La prima cosa che mi viene in mente è: come? Come ti hanno avvertito? Urlando? Con il microfono dello Speaker? Parandosi all’improvviso davanti a te mentre correvi a circa 20 km/h? Senza passare dallo spogliatoio, senza prendere i documenti, ancora in tenuta da corsa col pettorale spillato, si mette in macchina e sfreccia verso l’ospedale. Anzi no, me lo immagino alla Forrest Gump, ci va correndo, scavalcando muri e abbattendo recinzioni. Una volta arrivato lì, i medici magari nemmeno lo fanno entrare nella stanza. Però arriva una telefonata (dove? Sul suo cellulare? Allora è passato dallo spogliatoio? O direttamente sul fisso del primario di neonatologia?) e gli dicono che lo stanno aspettando quelli dell’antidoping per avere un po’ della sua preziosa pipì. Lui si rifiuta di muoversi, dice al medico dell’antidoping che se vuole può andare in ospedale. Figuriamoci, una barzelletta; e badate bene,nessuna di queste domande, che verrebbero in mente a un qualsiasi primate dotato di pollice opponibile viene posta dal nostro immenso giornalista. El Khalil risulta quindi assente al controllo. Già la telefonata, se è arrivata, è una cosa estremamente garantista, mica era dovuta. Primo controllo saltato, fanno quattro anni. Al secondo controllo ci dice El Khalil candidamente, il dottore è venuto all’ora sbagliata, lui ne aveva indicata un’altra, e nemmeno gli hanno telefonato. Però, come apprendiamo con sgomento, lui aveva dato un indirizzo sbagliato!! Ecco, vedete, quando vi seppelliscono di informazioni inutili, vi stanno fregando. Ci vogliamo credere, Yassin, ma se il medico fosse venuto all’ora giusta manco ti avrebbe trovato.

Cioè, immaginate la scena di un carabiniere che mi ferma a un controllo e io esibisco il libretto di un’altra auto. Io dico che si incazza, e mi fa nero. E dico che fa bene.

Assente al controllo, la seconda volta fanno otto anni. Bye Bye, Yassin, stai a casa fino al 2028. E ti è andata pure bene, potevano far iniziare questa seconda squalifica dalla fine della prima, quindi sarebbe stato 2032.
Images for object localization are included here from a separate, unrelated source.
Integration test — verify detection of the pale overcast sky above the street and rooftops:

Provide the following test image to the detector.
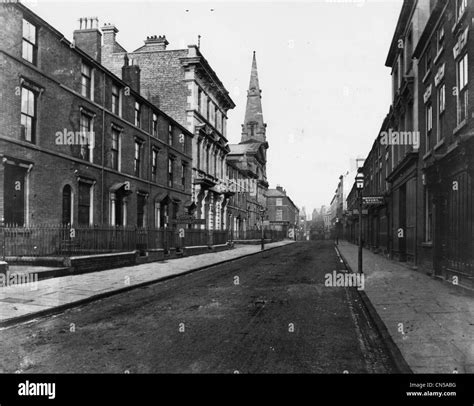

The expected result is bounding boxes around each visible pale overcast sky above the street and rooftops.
[24,0,402,219]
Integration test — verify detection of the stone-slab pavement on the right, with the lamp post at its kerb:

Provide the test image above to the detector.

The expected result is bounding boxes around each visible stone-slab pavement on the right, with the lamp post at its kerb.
[338,241,474,373]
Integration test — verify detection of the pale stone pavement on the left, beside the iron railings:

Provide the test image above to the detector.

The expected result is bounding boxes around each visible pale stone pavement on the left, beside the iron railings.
[0,240,294,326]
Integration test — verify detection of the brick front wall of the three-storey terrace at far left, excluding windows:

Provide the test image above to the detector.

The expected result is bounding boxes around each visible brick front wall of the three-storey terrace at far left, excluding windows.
[0,5,192,225]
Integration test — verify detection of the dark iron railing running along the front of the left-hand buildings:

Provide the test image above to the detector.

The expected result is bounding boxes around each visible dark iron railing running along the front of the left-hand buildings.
[0,225,285,258]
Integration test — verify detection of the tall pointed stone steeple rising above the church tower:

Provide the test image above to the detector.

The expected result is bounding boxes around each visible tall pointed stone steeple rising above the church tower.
[241,51,267,143]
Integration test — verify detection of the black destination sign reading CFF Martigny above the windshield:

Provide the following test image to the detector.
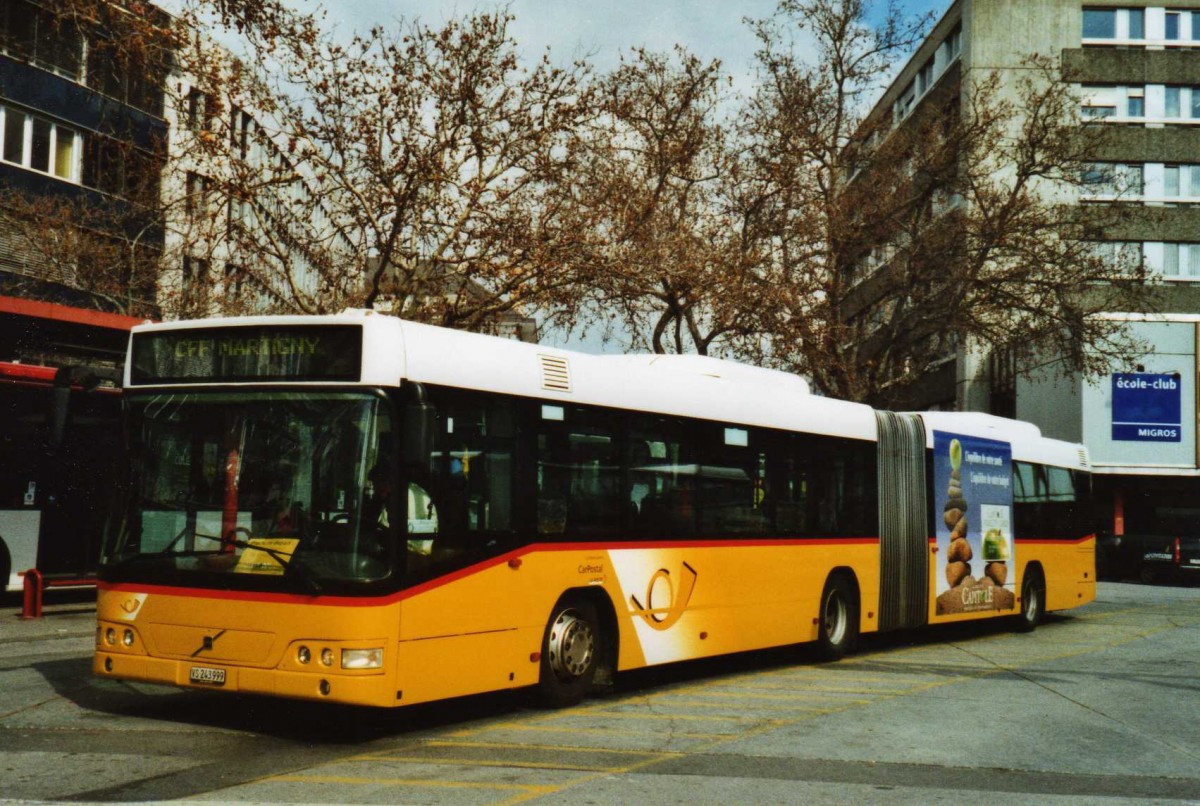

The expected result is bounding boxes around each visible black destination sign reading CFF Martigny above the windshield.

Attenzione, adesso viene il meglio: Fabio Marri, come conclude?

“Al momento c’è una squalifica, insolitamente pesante, che costituisce l’unico elemento certo”.

No, Fabietto, le sentenze non sono elementi, sono sentenze. Sono pietre tombali, sono la fine dei giochi. E non è insolitamente pesante, fidati. Ci sono andati leggeri.

Ecco, questo lo chiamano giornalismo sportivo.

Questa la chiamano informazione in materia di doping.

Come ho scritto nel mio ultimo libro, “Inferno 2019”, il doping non è solo un problema di chi lo usa o lo spaccia. E’ anche un problema di chi lo giustifica e lo minimizza, con le motivazioni più ridicole e assurde. Dovete stare molto attenti a come parlate di doping, perché io non faccio sconti a nessuno.

Me lo posso permettere,  e sapete perché?

Non ho un blog, e non campo di uffici stampa e foto alle gare.